Positional Arguments

input Input matrix (Hi-C, fold-change map, …)
output Output file. Format will be determined by “-o”. By default, this is a FAN-C DirectionalityIndexes object, for maximum compatibility with other analyses. If you choose a text-based output format (BED, GFF, BigWig), this parameter will be the file prefix, and the window size will be appended.If not specified and output format is one of bed, gff, or bigwig, the input file name forms the output file prefix.

Named Arguments

-o, --output-format
 Format of the output file. By default, this is a FAN-C DirectionalityIndex object, for maximum compatibility with other analyses. Other options are “bed”, “bigwig”, and “gff”
-w, --window-sizes
 Window sizes in base pairs. You can also use abbreviated number format (i.e. 1.5M, 250kb, etc). If not specified, will choose the window sizes based on the matrix resolution r when calculating scores. Specifically: r*3, r*5, r*7, r*10, and r*15
-r, --region Region selector (<chr>:<start>-<end>) to only calculate directionality index for this region.
-tmp, --work-in-tmp
 Work in temporary directory

Example

fanc directionality is very similar in syntax to fanc insulation. It is typically used to calculate directionality indexes with multiple window sizes at the same time, as a single window size might be prone to local matrix differences:

fanc directionality output/hic/binned/fanc_example_100kb.hic \
                    architecture/domains/fanc_example_100kb.directionality \
                    -w 1000000 1500000 2000000 2500000 3000000 3500000 4000000

Window sizes are chosen using the -w parameter.

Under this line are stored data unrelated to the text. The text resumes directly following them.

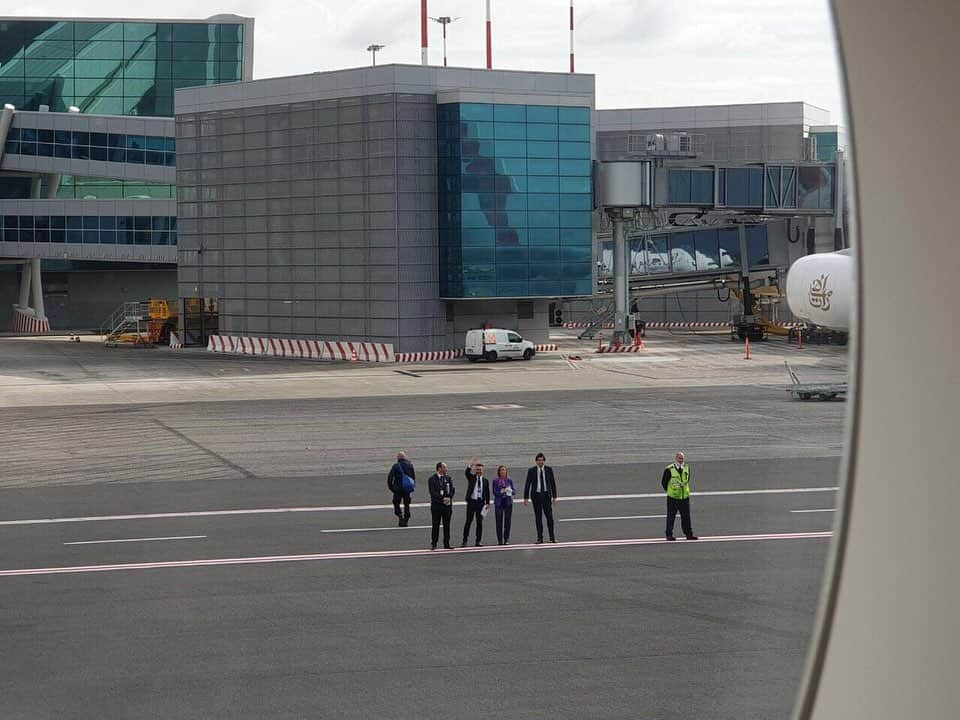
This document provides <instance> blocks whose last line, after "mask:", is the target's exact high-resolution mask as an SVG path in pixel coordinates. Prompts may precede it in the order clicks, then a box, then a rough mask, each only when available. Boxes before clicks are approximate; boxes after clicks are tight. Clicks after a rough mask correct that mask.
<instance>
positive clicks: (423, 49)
mask: <svg viewBox="0 0 960 720" xmlns="http://www.w3.org/2000/svg"><path fill="white" fill-rule="evenodd" d="M429 37H430V36H429V33H428V32H427V0H420V64H421V65H428V64H429V59H428V57H427V56H428V54H429V53H428V51H427V44H428V41H429Z"/></svg>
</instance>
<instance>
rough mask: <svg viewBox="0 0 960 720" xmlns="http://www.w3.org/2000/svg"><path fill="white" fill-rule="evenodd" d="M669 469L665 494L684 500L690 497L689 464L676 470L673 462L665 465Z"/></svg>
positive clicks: (675, 466) (676, 499)
mask: <svg viewBox="0 0 960 720" xmlns="http://www.w3.org/2000/svg"><path fill="white" fill-rule="evenodd" d="M667 469H668V470H669V471H670V482H669V483H668V484H667V496H668V497H672V498H673V499H674V500H686V499H687V498H688V497H690V466H689V465H686V464H685V465H684V466H683V470H682V471H680V470H677V466H676V465H675V464H673V463H670V465H668V466H667Z"/></svg>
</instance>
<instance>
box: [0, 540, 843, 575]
mask: <svg viewBox="0 0 960 720" xmlns="http://www.w3.org/2000/svg"><path fill="white" fill-rule="evenodd" d="M832 535H833V533H832V532H830V531H827V532H809V533H767V534H762V535H714V536H711V537H704V536H701V537H700V539H699V540H696V541H693V540H684V541H680V542H671V543H669V544H670V545H673V546H677V547H679V546H683V545H692V546H697V545H707V544H710V543H718V542H757V541H764V540H814V539H820V538H829V537H830V536H832ZM666 544H668V541H667V540H666V539H665V538H662V537H660V538H632V539H627V540H581V541H575V542H563V543H544V544H542V545H529V544H528V545H488V546H484V547H474V548H459V549H453V550H374V551H366V552H341V553H310V554H304V555H267V556H259V557H238V558H207V559H203V560H170V561H165V562H146V563H120V564H113V565H72V566H66V567H46V568H17V569H11V570H0V577H23V576H27V575H76V574H82V573H97V572H119V571H124V570H127V571H129V570H164V569H171V568H187V567H217V566H223V565H267V564H275V563H292V562H310V561H319V560H368V559H382V558H397V557H429V556H433V557H444V556H446V555H455V554H463V553H484V552H513V551H516V550H532V551H542V550H575V549H581V548H586V549H591V548H604V547H629V546H634V545H666Z"/></svg>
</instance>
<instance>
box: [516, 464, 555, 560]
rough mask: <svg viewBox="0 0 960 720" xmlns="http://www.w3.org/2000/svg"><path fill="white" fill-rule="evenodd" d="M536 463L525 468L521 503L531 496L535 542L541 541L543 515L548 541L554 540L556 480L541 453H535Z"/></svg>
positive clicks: (552, 468)
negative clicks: (547, 531) (549, 533)
mask: <svg viewBox="0 0 960 720" xmlns="http://www.w3.org/2000/svg"><path fill="white" fill-rule="evenodd" d="M535 462H536V463H537V464H536V465H535V466H534V467H532V468H530V469H529V470H527V482H526V483H524V485H523V504H524V505H526V504H527V503H528V502H529V501H530V498H531V497H532V498H533V515H534V519H535V520H536V523H537V544H538V545H539V544H540V543H542V542H543V516H544V515H546V516H547V531H548V532H549V533H550V542H556V541H557V538H556V535H554V534H553V502H554V500H556V499H557V481H556V479H555V478H554V477H553V468H552V467H550V466H549V465H547V464H546V462H547V458H546V456H544V454H543V453H537V457H536V461H535Z"/></svg>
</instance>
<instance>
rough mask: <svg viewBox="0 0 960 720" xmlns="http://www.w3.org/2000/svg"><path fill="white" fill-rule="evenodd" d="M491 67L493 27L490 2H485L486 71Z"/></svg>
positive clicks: (489, 1) (491, 57)
mask: <svg viewBox="0 0 960 720" xmlns="http://www.w3.org/2000/svg"><path fill="white" fill-rule="evenodd" d="M492 67H493V27H492V23H491V20H490V0H487V70H490V69H491V68H492Z"/></svg>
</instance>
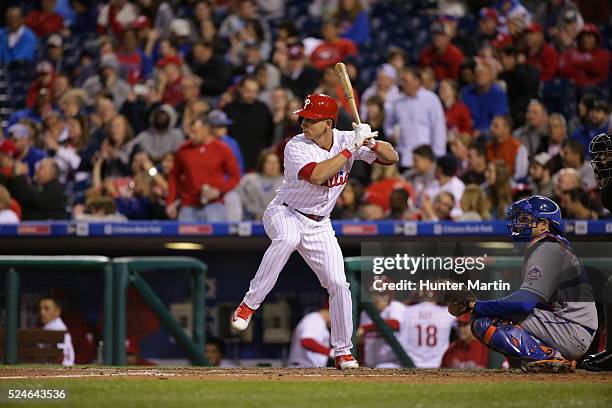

We can easily plot all directionality indexes at the same time using fancplot:

fancplot -o architecture/domains/fanc_example_100kb_tads_directionality.png chr18:18mb-28mb \
     -p triangular output/hic/binned/fanc_example_100kb.hic -m 4000000 -vmin 0 -vmax 0.05 \
     -p scores architecture/domains/fanc_example_100kb.directionality
../../_images/fanc_example_50kb_tads_directionality.png

To export the directionality index to other genomic formats using fanc directionality follow the instructions as for fanc insulation.

A note on TAD calling

There are a lot of tools available for calling TADs in Hi-C matrices, including one that we have written called TADtool. However, and this is a point we are also making with TADtool specifically, TAD calling algorithms often depend critically on their input parameters, and different TAD callers can lead to very different results. We are therefore currently not bundling a TAD calling tool with FAN-C, and refer the user to one of the many available tools for TAD calling that offer a wide range of features.